By David Ignatius
Every movie buff remembers the conclusion of “The Wizard of Oz,” when Dorothy wishes herself back from a head-spinning foreign travail by repeating the phrase, “There’s no place like home.” Well, there was a bit of that sentimental homecoming on display last weekend at the Munich Security Conference, whose theme might have been “Back to the Future.”
Vice President Joe Biden was positively gushing about the good old trans-Atlantic alliance in his speech to the conference. Biden reassured his audience that U.S. policy, too, has come back to its traditional center point:
“Simply put, President Obama and I continue to believe that Europe is the cornerstone of our engagement with the rest of the world,” Biden said.
At another point, Biden described himself as a “proud Atlanticist … Europe remains America’s indispensable partner of first resort.”
Obama’s picks for secretaries of state and defense, John Kerry and Chuck Hagel, are as old-school Atlanticist as Biden.
For an administration whose second term is framed with the idea that America is ending two wars and doesn’t want to start any new ones, Europe is safe.
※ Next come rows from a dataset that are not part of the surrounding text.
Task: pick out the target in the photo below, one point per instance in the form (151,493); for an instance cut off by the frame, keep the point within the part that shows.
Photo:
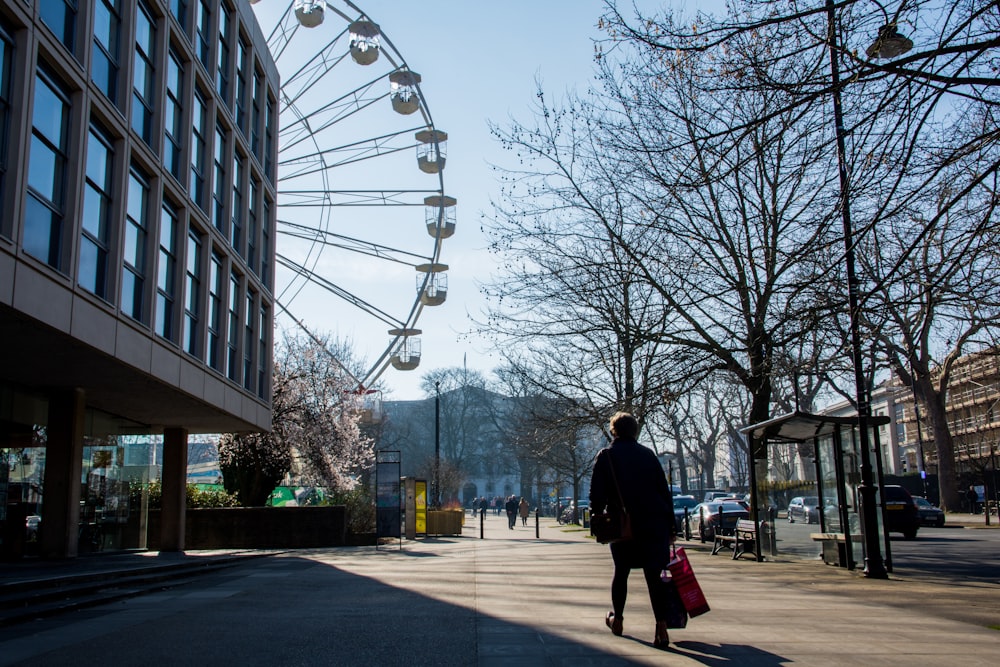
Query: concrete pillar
(174,489)
(59,532)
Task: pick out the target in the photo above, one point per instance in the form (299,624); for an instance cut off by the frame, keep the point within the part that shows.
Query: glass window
(203,36)
(257,114)
(222,62)
(262,351)
(134,246)
(179,8)
(249,342)
(265,242)
(104,68)
(192,289)
(143,75)
(166,273)
(269,121)
(215,278)
(252,205)
(44,207)
(196,187)
(242,70)
(97,210)
(236,235)
(233,332)
(60,17)
(6,58)
(219,181)
(173,112)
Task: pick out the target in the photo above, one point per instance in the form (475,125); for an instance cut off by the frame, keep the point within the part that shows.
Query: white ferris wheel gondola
(342,196)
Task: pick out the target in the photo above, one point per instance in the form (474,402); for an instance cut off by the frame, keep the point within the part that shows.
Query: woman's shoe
(614,622)
(661,639)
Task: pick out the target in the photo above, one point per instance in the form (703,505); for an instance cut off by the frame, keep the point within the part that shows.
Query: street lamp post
(437,445)
(874,565)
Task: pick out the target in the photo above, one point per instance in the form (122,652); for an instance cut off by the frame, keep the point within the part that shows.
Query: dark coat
(647,499)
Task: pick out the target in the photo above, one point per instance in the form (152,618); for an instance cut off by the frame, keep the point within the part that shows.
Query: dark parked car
(831,514)
(31,524)
(899,511)
(804,508)
(930,515)
(682,504)
(705,518)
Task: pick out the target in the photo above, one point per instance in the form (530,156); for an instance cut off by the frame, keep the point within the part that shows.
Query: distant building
(137,215)
(973,419)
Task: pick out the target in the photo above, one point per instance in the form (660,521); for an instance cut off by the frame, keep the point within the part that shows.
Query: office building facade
(138,144)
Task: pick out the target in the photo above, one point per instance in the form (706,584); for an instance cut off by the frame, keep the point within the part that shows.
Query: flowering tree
(315,437)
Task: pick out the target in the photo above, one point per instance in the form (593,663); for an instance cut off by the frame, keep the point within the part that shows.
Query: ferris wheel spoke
(341,241)
(350,109)
(338,291)
(312,198)
(360,151)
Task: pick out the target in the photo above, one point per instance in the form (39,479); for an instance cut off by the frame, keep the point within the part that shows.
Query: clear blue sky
(479,62)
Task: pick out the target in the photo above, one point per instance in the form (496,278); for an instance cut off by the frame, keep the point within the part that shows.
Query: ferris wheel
(362,210)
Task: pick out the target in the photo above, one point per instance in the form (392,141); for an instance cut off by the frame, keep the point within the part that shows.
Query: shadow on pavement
(727,654)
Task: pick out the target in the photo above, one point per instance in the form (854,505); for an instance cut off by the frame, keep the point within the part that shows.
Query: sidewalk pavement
(514,599)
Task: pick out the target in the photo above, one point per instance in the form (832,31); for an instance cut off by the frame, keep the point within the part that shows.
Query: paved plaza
(512,599)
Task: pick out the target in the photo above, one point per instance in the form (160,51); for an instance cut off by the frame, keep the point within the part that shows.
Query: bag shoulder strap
(614,477)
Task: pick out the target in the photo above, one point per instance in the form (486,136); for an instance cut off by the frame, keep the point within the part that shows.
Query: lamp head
(889,43)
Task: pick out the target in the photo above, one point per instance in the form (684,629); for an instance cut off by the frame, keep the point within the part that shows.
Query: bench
(834,547)
(742,538)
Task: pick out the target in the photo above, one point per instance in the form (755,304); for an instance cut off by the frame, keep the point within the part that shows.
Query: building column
(59,532)
(174,489)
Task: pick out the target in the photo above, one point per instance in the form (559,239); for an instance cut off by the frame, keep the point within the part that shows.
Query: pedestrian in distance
(511,507)
(524,509)
(629,473)
(973,497)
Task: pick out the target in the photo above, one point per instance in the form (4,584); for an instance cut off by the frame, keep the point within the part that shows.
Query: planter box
(258,528)
(445,522)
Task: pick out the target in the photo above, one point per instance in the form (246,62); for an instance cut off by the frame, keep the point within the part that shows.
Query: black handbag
(614,524)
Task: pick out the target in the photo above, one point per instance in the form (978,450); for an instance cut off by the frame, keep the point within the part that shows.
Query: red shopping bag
(687,585)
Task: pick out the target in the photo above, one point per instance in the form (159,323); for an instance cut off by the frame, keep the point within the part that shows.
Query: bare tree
(920,89)
(315,436)
(569,311)
(742,230)
(932,311)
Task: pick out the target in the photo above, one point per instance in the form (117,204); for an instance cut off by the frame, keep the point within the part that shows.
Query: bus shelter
(813,460)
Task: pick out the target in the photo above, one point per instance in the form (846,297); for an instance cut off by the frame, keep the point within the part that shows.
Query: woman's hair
(624,425)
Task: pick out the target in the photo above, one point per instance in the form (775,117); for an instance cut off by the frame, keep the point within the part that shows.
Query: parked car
(804,508)
(705,518)
(831,515)
(31,524)
(899,511)
(682,504)
(930,515)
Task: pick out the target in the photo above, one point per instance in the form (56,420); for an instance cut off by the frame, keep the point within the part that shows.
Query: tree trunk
(945,446)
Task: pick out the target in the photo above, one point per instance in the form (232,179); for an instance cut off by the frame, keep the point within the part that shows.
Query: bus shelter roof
(802,426)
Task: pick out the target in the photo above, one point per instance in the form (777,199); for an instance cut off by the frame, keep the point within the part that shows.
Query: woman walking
(630,474)
(524,509)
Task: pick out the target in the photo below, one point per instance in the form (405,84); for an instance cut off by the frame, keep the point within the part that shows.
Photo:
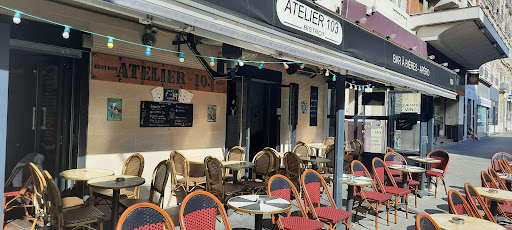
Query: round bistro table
(236,166)
(494,197)
(109,182)
(470,223)
(423,162)
(259,205)
(315,161)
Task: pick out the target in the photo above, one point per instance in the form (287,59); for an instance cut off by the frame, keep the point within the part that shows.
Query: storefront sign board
(107,67)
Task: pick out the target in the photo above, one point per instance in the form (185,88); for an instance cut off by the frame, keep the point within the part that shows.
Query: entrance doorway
(40,109)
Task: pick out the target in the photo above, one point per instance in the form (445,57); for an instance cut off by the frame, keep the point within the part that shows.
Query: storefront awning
(223,25)
(465,35)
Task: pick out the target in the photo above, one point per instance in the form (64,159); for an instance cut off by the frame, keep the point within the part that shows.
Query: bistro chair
(425,222)
(477,203)
(370,197)
(380,173)
(181,168)
(236,153)
(394,158)
(144,216)
(358,148)
(21,197)
(501,184)
(263,163)
(199,212)
(312,183)
(282,187)
(302,149)
(133,166)
(157,189)
(438,170)
(294,167)
(458,204)
(74,218)
(214,180)
(500,156)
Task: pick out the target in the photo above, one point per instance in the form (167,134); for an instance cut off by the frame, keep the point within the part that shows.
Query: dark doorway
(39,111)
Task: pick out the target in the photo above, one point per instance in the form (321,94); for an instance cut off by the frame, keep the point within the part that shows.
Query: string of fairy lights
(110,44)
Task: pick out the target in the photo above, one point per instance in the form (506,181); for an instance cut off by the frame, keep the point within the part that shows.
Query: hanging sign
(300,16)
(133,71)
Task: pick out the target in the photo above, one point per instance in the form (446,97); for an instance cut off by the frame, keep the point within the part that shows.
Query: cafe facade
(113,102)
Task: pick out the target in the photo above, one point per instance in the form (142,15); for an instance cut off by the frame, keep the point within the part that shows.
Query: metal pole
(339,146)
(4,96)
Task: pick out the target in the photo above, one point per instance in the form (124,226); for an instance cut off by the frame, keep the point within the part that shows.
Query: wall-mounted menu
(165,114)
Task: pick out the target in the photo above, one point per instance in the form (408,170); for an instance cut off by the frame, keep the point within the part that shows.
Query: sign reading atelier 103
(299,16)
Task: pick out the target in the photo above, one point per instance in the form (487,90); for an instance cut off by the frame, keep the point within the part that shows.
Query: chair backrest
(475,201)
(440,155)
(236,153)
(292,164)
(198,211)
(282,187)
(277,160)
(425,222)
(500,156)
(382,174)
(302,149)
(357,146)
(144,216)
(328,141)
(458,204)
(159,182)
(134,165)
(389,150)
(497,179)
(214,172)
(179,164)
(359,169)
(312,185)
(487,180)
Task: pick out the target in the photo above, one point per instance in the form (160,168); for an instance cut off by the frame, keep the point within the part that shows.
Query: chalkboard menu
(313,106)
(165,114)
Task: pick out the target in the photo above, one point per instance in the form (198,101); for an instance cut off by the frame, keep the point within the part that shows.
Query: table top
(315,160)
(505,176)
(407,168)
(85,174)
(109,182)
(259,204)
(424,159)
(237,164)
(470,223)
(500,195)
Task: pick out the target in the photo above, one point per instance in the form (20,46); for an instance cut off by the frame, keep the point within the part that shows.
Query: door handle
(33,118)
(44,109)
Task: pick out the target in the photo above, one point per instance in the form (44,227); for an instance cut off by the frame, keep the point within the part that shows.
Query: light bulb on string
(148,51)
(110,43)
(66,32)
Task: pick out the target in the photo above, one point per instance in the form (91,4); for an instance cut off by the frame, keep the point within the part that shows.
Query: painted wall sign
(133,71)
(300,16)
(313,106)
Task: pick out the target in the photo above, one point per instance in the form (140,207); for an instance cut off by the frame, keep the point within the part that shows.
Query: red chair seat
(334,215)
(433,173)
(377,196)
(300,223)
(397,191)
Indeed, Biden disclosed that one of the new initiatives President Obama will propose this year is a trans-Atlantic trade and investment zone, which encapsulates the atavistic 2013 agenda.
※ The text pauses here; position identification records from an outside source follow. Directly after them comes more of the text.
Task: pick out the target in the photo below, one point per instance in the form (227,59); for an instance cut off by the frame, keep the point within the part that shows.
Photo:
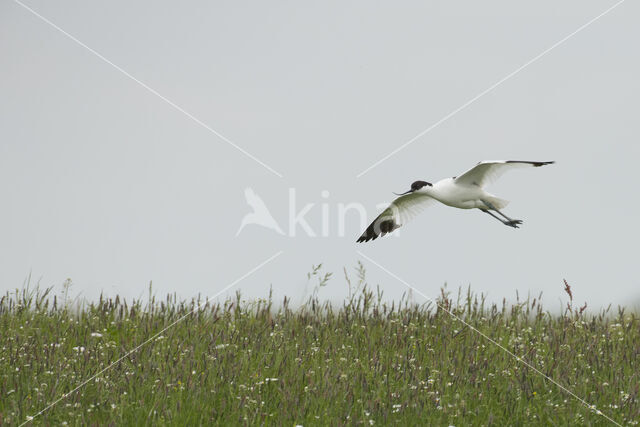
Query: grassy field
(365,362)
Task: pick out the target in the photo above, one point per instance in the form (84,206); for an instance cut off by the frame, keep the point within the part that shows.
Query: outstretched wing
(399,212)
(488,171)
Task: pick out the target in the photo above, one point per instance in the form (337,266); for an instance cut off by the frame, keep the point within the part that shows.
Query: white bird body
(463,192)
(461,196)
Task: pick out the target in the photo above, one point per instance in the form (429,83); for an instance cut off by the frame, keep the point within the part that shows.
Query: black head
(417,185)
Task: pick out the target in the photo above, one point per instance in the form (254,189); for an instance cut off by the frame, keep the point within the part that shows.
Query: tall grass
(366,361)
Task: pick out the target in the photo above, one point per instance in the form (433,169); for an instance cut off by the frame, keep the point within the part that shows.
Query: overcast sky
(107,183)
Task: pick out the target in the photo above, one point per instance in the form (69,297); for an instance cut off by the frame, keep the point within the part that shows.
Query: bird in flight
(463,192)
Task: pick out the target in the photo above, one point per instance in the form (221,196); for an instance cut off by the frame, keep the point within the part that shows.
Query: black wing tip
(383,227)
(535,164)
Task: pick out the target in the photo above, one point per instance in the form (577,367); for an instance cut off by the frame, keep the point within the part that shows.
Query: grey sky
(105,183)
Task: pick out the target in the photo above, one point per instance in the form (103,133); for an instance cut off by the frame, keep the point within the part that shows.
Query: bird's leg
(509,221)
(496,217)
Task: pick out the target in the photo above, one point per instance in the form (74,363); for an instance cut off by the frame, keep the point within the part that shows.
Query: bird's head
(417,185)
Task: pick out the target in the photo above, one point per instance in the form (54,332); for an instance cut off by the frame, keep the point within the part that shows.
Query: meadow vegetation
(364,362)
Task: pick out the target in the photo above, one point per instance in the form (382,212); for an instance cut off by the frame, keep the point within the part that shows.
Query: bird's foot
(513,223)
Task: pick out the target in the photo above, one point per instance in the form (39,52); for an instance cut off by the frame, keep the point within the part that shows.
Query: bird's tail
(498,202)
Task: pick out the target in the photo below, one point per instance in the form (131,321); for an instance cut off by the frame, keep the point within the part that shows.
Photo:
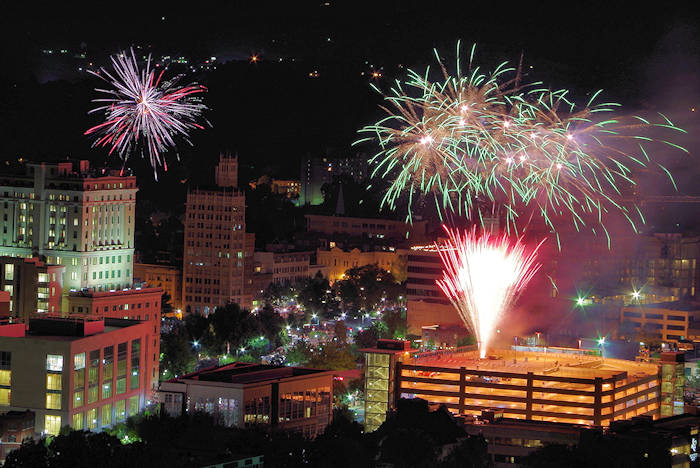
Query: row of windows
(95,418)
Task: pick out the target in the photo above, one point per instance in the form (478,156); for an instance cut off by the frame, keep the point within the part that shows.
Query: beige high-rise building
(74,215)
(217,247)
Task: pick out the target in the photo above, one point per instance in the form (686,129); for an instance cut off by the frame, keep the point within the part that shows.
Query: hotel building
(88,374)
(73,215)
(216,245)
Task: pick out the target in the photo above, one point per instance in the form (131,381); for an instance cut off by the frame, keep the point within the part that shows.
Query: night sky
(272,114)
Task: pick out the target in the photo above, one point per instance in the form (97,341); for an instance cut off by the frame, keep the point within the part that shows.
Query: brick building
(87,374)
(218,252)
(243,394)
(34,286)
(75,216)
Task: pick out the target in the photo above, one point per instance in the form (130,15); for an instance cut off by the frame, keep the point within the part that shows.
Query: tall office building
(318,171)
(216,245)
(75,216)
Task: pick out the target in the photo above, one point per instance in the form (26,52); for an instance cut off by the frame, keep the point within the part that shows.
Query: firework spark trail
(143,111)
(482,136)
(482,277)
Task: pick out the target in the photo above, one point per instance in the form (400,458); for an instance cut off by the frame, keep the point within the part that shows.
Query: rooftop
(675,305)
(247,373)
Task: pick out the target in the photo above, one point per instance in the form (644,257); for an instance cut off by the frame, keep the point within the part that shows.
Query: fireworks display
(486,136)
(482,277)
(142,111)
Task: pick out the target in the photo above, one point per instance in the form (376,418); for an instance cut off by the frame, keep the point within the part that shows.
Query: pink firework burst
(482,277)
(143,111)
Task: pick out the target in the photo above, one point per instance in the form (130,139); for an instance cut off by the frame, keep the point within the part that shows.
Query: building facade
(286,267)
(666,321)
(370,227)
(216,245)
(426,304)
(88,374)
(15,428)
(244,394)
(318,171)
(339,261)
(34,286)
(75,216)
(168,278)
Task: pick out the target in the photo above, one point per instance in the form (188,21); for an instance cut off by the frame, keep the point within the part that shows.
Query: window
(106,390)
(133,405)
(92,419)
(54,362)
(9,271)
(53,401)
(78,397)
(120,410)
(121,385)
(107,415)
(78,421)
(52,424)
(53,382)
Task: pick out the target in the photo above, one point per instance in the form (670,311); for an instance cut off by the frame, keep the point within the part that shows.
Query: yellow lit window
(53,401)
(78,421)
(52,424)
(53,381)
(5,396)
(107,415)
(92,419)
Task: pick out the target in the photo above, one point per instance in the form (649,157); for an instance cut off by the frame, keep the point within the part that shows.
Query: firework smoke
(482,277)
(143,111)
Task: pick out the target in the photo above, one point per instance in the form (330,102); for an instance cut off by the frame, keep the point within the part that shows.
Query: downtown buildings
(87,374)
(217,265)
(73,215)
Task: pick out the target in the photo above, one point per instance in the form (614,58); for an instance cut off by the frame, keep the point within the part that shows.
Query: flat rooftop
(541,363)
(247,373)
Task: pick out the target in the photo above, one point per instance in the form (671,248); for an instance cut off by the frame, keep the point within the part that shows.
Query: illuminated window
(54,362)
(53,382)
(9,271)
(52,424)
(133,405)
(53,401)
(107,390)
(5,396)
(121,385)
(92,419)
(78,424)
(107,415)
(120,410)
(78,397)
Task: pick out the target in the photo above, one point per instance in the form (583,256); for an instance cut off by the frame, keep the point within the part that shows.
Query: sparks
(477,118)
(143,111)
(482,277)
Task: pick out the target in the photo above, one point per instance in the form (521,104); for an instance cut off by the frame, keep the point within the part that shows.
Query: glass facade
(377,374)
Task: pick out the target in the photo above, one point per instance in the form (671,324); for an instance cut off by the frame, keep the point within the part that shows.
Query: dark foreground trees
(415,437)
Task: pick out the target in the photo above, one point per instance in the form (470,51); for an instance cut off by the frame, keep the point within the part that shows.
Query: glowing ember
(482,277)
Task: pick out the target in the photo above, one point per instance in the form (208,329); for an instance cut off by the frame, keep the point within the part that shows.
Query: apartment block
(168,278)
(217,247)
(35,287)
(245,394)
(88,374)
(73,215)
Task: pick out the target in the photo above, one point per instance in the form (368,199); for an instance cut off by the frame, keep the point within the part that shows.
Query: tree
(177,357)
(316,295)
(270,324)
(232,327)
The relief that the eurozone crisis has largely passed was palpable here. Even though Germany still wants to keep the screws on debtor nations such as Greece and Spain, Finance Minister Wolfgang Schauble talked about “progress” and “headway” in the crisis, and there wasn’t any disagreement from Frank-Walter Steinmeier, the head of Germany’s opposition Social Democratic Party.
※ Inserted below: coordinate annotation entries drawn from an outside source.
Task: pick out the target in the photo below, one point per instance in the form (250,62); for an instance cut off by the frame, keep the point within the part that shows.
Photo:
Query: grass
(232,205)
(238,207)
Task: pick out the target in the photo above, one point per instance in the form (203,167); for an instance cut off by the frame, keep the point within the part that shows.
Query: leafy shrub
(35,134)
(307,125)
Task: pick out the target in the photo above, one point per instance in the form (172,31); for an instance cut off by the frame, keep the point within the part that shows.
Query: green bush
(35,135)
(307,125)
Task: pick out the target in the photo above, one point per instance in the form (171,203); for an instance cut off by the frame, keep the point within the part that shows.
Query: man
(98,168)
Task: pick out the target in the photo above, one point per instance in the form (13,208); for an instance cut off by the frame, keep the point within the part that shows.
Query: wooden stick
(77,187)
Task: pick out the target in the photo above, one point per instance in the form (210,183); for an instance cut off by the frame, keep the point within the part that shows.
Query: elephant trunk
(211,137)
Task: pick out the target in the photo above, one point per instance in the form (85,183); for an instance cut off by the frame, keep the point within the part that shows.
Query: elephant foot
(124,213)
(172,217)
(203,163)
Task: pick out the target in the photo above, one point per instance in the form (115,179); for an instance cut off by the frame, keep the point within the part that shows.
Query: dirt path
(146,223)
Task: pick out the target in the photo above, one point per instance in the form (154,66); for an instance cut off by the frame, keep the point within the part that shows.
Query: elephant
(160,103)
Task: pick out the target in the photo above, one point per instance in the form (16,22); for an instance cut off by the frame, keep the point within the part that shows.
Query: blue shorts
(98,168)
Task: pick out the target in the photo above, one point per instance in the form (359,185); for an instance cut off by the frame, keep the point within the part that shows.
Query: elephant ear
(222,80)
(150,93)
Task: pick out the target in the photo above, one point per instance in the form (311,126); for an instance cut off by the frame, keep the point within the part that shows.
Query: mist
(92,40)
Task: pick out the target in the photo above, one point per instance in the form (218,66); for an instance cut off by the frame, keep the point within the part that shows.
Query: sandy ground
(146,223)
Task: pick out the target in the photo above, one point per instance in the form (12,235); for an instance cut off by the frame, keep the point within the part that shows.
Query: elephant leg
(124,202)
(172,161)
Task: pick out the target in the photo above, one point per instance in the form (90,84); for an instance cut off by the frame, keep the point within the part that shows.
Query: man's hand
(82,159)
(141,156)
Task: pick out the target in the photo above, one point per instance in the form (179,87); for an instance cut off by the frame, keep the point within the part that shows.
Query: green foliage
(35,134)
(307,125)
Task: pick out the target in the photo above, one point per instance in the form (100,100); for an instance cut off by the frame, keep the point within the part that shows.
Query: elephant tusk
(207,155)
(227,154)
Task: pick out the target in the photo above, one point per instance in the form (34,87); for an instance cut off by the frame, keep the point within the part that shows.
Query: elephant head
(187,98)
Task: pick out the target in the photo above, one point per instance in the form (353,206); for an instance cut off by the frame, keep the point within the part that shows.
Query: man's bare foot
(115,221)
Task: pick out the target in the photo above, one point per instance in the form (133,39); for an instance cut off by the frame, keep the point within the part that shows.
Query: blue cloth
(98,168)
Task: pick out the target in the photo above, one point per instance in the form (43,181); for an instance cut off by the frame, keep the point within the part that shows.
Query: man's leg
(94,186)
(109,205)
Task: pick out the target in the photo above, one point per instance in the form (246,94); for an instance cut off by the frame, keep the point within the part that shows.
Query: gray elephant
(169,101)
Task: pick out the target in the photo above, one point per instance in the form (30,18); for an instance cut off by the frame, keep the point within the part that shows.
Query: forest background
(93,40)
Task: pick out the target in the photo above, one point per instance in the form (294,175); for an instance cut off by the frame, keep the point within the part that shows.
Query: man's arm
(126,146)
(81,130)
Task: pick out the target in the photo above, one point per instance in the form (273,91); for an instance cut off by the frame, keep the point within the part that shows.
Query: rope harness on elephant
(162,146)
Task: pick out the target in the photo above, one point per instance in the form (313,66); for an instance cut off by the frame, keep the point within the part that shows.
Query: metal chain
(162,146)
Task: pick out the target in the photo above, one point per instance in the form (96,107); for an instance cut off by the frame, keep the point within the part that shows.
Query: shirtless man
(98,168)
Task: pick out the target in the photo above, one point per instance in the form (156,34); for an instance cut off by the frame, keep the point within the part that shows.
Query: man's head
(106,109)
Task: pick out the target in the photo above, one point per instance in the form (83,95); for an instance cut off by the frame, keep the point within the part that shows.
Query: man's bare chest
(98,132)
Steinmeier sounded the “back to the future” theme when he boasted that even in the age of high tech, “We actually like manufacturing.”
Given how widely it was predicted that the eurozone couldn’t hold together, its resilience counts as one of the interesting contrarian facts of the new year, as Philip Stephens noted last week in The Financial Times. Without ever quite admitting it, German Chancellor Angela Merkel bucked the Bundesbank and allowed the creation of a robust European Central Bank that can act as lender and guarantor of last resort, much as the Federal Reserve does.
Confidence and liquidity are returning to European markets, as Deutsche Bank co-chairman Anshu Jain told the conference.
But the abiding economic fact, which underlay nearly every discussion here, is that the American economy is on the way back – toward a new energy self-sufficiency and manufacturing edge based on low-cost oil and gas shale.
That’s the irony as the foreign-policy wheels of 2013 start turning. Almost despite itself, America is back, embracing once again its traditional allies.
This is one of the blessings of American power: You can make enormous economic mistakes, embark on costly and largely futile foreign wars, watch your closest European allies flirt with disaster – and still look like the indispensable, inevitable power. As Dorothy said, there’s no place like home.